Allow me to propose a scenario. Imagine you make widgets and are considering launching a new widget. Before you go to market, you would like to know if your customers will buy the new widget. A consultant comes to you and says that for several thousand dollars, they will go out and talk with your top 30 customers about the new widget. The consultant will get feedback on what they like and don’t like about the new widget and find out if they would buy the new widget, how many widgets they would likely buy and if there is anything you could do that would influence them to buy an even larger quantity of widgets. The consultant will also ask them what they like and don’t like about your business, your other widgets and how you treat them as customers.
After the interviews are completed, the consultant will tell you if you should launch your new widget and how many widgets you are likely to sell. That would be really valuable information to have before you start making the new widget, right?
But here is the catch — they will not tell you what any of your best customers said they like or don’t like about your company or products. The consultant also will not share with you which of your best customers indicated they would actually purchase the new widget or how many widgets particular customers would be interested in purchasing. And they will not share any specifics about what you could do that would influence a particular customer to purchase a larger quantity of your new widget.
All of the sudden, this process does not seem quite as valuable, does it? I don’t know about you, but I want to know what my best customers like and don’t like about my business, and I certainly don’t want to waste our sales force’s time trying to sell the widget to people who said they aren’t interested.
Would you spend thousands of dollars for a consultant to give you such limited information? I wouldn’t.
Yet, for more than 50 years, nonprofit organizations have purchased this exact service under the label of a campaign feasibility study. Much like the above scenario, a campaign feasibility study provides an organization with valuable information about its campaign fundraising potential. The problem is that clients have had to live with vague feedback simply because the consultant told them that conversations with their top donors must remain confidential in order to collect the necessary information.
This is simply not the case.
The Confidentiality Problem Of Nonprofit Insights
A little over 10 years ago, we decided to test this long-held confidentiality theory. So, we asked clients’ donors, whom we had interviewed for a study, “How would you have felt if we told you the interview was not going to be confidential but, instead, that we would share information with the organization to help them make informed decisions, and that if there was anything you did not want shared, we would put in it the vault?”
Across the board, we heard responses similar to, “That would be great! I always assumed that the consultant was going to run back and share what I said anyway, so I was always a little guarded,” and “I would appreciate that very much. If I’m going to take an hour of my time to give my thoughts, I want the organization to hear them.”
It turns out that even when consultants position the interviews as confidential, the people being interviewed don’t believe that to be the case — essentially assuming fundraising consultants are liars. As someone who has spent nearly 30 years as a fundraising consultant, that was a very difficult thing to digest.
Breaking The Mold Of The Confidential Campaign Feasibility Study
This new understanding caused us to change how we go about conducting campaign feasibility studies. From day one, we make sure the donors we are interviewing understand that we take confidentiality seriously and that they can go “off the record” at any time and know that we will honor their request.
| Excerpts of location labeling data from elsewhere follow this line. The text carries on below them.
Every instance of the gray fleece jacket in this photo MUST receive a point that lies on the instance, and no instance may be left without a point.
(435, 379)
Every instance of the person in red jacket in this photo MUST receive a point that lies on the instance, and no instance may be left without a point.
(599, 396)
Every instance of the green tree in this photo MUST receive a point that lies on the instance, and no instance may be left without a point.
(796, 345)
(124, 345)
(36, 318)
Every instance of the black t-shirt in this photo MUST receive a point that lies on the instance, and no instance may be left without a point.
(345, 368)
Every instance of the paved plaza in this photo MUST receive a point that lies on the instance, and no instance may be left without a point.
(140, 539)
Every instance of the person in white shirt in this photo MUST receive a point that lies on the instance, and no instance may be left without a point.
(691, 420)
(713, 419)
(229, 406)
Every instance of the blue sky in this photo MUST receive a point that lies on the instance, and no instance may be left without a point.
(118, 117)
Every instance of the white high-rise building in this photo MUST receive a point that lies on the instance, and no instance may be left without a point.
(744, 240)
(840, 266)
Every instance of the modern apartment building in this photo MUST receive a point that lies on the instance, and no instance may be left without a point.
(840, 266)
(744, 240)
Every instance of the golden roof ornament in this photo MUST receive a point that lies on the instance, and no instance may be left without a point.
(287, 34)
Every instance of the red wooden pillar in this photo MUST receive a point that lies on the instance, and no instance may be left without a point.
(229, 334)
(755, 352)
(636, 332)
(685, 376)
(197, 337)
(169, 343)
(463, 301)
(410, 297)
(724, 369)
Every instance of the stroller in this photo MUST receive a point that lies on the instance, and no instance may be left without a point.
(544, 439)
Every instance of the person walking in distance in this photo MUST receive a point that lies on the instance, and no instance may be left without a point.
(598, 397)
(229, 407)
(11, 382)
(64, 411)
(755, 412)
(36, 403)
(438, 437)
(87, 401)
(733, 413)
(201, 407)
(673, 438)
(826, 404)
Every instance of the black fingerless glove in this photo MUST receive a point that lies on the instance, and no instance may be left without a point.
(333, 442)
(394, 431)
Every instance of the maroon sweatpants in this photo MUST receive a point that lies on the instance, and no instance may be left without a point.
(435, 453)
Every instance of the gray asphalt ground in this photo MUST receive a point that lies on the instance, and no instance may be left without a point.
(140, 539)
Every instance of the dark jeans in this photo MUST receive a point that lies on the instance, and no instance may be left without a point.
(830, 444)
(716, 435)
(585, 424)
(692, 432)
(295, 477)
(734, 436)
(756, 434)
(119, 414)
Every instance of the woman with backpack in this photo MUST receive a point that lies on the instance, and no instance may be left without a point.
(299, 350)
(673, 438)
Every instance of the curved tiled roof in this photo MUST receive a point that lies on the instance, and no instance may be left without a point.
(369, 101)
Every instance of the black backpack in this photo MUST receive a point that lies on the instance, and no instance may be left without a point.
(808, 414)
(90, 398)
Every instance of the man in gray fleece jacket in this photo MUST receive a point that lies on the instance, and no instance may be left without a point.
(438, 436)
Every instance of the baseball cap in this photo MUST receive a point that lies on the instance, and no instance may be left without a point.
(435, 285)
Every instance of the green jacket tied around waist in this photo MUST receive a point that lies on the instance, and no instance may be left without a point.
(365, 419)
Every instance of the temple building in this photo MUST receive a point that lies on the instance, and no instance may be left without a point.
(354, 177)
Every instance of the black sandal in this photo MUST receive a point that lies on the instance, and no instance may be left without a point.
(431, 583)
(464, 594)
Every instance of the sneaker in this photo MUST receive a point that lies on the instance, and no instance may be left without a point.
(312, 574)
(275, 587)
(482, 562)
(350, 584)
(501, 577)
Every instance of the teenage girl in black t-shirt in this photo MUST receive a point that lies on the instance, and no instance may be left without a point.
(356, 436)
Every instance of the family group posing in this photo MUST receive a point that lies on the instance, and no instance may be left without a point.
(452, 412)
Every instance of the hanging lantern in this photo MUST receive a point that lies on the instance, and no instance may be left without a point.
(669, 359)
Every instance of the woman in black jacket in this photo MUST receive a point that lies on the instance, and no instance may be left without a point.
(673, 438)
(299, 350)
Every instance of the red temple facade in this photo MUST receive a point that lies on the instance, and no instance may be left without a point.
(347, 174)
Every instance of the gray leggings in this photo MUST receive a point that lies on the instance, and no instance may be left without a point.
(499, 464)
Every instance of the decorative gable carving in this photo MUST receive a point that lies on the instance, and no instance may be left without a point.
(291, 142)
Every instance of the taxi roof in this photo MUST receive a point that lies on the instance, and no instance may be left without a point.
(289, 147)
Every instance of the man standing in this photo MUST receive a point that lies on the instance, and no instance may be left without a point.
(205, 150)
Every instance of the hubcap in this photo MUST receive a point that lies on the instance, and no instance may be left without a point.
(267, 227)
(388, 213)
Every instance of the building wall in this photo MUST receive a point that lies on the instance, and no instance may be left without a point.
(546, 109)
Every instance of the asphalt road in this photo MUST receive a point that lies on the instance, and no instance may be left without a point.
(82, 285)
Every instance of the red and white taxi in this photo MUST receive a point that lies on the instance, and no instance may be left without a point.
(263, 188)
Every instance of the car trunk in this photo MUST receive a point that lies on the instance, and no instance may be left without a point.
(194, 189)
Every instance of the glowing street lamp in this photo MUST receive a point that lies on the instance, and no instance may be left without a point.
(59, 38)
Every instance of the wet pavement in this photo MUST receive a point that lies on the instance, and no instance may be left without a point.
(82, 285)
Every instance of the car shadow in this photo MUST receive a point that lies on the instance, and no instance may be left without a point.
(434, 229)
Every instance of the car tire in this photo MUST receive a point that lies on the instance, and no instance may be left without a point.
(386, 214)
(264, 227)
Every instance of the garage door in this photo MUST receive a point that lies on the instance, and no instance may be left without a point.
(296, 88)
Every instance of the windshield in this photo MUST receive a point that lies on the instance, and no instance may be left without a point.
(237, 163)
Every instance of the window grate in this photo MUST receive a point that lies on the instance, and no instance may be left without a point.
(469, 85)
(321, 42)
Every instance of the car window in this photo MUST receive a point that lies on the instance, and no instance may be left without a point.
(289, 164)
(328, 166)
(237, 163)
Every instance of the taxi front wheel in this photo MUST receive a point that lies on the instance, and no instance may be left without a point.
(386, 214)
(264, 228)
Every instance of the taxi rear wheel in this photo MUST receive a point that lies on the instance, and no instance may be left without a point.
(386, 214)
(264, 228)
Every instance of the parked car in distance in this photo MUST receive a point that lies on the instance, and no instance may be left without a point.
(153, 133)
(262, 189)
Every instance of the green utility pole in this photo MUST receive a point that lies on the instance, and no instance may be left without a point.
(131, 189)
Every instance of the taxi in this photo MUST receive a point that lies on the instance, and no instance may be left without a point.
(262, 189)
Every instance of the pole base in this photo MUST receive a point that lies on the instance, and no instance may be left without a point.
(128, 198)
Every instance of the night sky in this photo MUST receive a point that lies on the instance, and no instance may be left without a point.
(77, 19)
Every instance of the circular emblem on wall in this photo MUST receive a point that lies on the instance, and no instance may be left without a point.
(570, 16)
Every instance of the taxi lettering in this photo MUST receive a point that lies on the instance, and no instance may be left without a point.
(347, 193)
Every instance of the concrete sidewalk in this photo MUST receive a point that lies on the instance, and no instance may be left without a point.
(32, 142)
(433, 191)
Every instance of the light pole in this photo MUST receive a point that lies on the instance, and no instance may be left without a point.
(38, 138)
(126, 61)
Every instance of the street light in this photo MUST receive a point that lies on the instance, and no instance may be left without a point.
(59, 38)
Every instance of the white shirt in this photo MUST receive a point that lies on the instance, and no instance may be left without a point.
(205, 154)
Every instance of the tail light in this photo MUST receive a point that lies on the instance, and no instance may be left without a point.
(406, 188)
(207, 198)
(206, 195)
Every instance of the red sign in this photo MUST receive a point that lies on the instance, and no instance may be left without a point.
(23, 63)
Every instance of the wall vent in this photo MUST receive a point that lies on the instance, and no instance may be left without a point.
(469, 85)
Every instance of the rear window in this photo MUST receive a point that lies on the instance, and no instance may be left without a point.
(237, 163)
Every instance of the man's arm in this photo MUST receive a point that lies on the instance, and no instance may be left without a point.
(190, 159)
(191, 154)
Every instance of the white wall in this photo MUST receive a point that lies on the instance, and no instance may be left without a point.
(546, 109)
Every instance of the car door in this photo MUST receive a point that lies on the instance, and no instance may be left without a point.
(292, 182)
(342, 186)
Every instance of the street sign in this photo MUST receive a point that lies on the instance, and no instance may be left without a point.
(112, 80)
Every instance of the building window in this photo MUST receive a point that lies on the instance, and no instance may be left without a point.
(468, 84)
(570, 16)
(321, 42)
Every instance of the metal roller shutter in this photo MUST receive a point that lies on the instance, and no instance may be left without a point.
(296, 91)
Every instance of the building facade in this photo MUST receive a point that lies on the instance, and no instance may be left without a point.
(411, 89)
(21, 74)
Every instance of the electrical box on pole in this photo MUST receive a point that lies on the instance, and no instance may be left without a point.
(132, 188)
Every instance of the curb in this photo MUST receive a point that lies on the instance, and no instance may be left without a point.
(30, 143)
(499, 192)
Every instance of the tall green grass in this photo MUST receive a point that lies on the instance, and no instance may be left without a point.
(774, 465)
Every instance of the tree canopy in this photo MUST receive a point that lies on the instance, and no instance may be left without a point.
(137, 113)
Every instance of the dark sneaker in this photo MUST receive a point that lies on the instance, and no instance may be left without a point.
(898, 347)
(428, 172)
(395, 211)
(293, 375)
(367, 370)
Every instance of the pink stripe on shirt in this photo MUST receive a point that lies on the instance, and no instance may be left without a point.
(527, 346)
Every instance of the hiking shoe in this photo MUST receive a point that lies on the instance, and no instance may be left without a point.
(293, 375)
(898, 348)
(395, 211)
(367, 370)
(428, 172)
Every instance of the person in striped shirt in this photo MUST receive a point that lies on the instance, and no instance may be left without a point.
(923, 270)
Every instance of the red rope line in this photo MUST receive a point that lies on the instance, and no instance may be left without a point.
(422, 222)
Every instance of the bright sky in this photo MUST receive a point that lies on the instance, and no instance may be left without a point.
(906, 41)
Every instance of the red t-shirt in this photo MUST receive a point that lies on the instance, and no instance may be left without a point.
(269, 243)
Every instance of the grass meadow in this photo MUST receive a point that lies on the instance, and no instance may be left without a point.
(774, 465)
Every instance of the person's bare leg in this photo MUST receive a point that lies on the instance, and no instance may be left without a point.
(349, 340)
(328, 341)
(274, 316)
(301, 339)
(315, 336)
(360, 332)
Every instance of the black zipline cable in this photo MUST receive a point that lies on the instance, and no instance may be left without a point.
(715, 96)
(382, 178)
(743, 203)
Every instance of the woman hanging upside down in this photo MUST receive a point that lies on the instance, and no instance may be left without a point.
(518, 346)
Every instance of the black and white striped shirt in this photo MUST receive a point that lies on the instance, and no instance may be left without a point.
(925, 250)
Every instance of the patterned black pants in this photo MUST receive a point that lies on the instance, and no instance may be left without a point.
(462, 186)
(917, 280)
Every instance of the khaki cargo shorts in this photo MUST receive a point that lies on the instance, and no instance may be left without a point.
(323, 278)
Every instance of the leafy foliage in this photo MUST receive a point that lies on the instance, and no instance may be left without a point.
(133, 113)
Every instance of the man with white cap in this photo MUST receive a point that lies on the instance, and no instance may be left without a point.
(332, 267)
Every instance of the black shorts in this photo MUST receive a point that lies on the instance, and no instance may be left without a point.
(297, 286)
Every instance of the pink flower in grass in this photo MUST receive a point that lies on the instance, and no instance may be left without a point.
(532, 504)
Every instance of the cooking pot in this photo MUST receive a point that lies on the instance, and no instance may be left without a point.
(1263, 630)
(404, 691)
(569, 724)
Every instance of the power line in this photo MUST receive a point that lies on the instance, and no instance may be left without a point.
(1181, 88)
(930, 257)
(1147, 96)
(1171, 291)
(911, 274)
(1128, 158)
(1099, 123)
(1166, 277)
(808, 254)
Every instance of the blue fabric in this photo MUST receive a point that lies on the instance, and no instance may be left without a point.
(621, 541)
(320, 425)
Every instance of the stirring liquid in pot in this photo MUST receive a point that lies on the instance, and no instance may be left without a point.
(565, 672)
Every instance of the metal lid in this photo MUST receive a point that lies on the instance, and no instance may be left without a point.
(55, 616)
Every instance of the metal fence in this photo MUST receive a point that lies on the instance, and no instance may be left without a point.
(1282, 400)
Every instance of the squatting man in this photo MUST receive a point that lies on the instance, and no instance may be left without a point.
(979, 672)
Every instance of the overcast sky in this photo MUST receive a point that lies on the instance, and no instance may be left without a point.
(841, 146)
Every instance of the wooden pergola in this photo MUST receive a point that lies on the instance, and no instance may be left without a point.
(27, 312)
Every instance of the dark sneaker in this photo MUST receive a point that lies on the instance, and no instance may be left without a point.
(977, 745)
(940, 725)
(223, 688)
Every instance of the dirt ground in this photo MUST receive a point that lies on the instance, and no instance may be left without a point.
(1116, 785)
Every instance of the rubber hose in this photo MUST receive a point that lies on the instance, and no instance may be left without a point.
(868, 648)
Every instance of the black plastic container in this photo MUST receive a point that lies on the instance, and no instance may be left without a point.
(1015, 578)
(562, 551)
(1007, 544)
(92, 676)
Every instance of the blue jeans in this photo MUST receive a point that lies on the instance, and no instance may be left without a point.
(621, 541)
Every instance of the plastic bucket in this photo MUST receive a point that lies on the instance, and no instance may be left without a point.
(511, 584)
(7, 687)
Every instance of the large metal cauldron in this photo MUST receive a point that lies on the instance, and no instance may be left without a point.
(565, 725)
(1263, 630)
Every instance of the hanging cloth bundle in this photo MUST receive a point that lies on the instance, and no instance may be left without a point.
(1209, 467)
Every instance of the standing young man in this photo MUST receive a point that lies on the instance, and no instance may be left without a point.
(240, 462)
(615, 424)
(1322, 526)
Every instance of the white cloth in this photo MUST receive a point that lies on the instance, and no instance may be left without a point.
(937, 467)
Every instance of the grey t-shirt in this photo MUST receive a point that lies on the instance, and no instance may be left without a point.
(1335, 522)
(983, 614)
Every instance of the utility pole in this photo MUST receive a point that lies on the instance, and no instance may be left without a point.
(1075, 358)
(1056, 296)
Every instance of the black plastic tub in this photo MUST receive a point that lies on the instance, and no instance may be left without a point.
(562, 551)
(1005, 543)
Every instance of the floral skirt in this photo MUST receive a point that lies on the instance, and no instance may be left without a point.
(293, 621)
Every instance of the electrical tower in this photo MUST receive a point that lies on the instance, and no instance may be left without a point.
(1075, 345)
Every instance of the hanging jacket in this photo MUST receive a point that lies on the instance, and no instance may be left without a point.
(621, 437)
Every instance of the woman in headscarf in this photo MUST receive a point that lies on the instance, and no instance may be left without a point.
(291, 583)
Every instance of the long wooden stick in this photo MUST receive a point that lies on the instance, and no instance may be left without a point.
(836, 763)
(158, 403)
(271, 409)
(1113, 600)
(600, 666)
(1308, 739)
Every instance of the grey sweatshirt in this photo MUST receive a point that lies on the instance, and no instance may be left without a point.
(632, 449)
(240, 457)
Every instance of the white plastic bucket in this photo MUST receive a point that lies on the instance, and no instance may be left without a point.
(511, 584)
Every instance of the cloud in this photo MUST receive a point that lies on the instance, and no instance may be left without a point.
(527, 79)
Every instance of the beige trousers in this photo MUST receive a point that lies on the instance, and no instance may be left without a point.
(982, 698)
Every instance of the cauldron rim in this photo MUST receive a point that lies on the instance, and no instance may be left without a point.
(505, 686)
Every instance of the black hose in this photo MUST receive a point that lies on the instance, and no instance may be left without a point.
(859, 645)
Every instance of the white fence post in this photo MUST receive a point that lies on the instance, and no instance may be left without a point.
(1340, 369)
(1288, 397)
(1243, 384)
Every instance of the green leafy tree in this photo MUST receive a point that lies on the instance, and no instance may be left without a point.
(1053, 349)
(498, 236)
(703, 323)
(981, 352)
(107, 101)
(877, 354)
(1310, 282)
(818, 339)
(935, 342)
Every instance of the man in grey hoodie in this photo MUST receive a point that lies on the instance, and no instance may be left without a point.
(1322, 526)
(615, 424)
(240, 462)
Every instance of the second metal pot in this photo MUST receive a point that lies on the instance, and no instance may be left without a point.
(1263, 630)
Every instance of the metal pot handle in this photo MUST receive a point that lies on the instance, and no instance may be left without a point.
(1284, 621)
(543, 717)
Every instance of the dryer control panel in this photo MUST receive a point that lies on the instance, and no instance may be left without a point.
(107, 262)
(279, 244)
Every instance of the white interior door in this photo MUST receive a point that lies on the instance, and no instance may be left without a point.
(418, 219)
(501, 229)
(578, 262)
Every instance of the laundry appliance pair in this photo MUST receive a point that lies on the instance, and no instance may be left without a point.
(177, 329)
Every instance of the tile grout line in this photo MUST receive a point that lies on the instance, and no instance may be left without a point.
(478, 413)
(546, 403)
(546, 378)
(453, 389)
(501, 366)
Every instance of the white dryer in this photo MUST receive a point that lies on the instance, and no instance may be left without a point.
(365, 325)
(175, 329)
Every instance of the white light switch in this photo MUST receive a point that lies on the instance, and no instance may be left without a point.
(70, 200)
This has allowed us to have some frank conversations with donors — conversations they would have likely never had with us when they were suspected of our commitment to their confidentiality.
It has also given us the latitude to debrief with our clients after the interviews so that the organizations we work with can understand what each donor likes and does not like, if they will contribute to the capital campaign, the likely level of contribution and any factors that might encourage them to contribute more. By having these conversations, we allow our clients to make well-informed decisions and be our partner in crafting campaign strategies.
My advice to you: If you are hiring a consultant to conduct a study, be sure to ask if the interviews are confidential and, if so, how they will relay important information to you. If you, too, find that confidential interviews have shortcomings, you can ask your consultant if they would consider doing the interviews without confidentiality, even if that is not their normal practice.
The most important thing is to make sure that whoever you hire clearly communicates the nature of the interview with the interviewees. If it is not confidential, that needs to be made clear when the interview is requested and again by the consultant when the interview begins. If it is confidential, then you need to make sure that you and the consultant honor that commitment to the donor.
From my perspective, the confidential feasibility study model is a barrier to the process, not a catalyst, and a disservice to clients. Not only do I encourage my colleagues in the fundraising field to do away with the tradition of confidential studies, but I also encourage nonprofit clients to request a transparent interview process for their own benefit.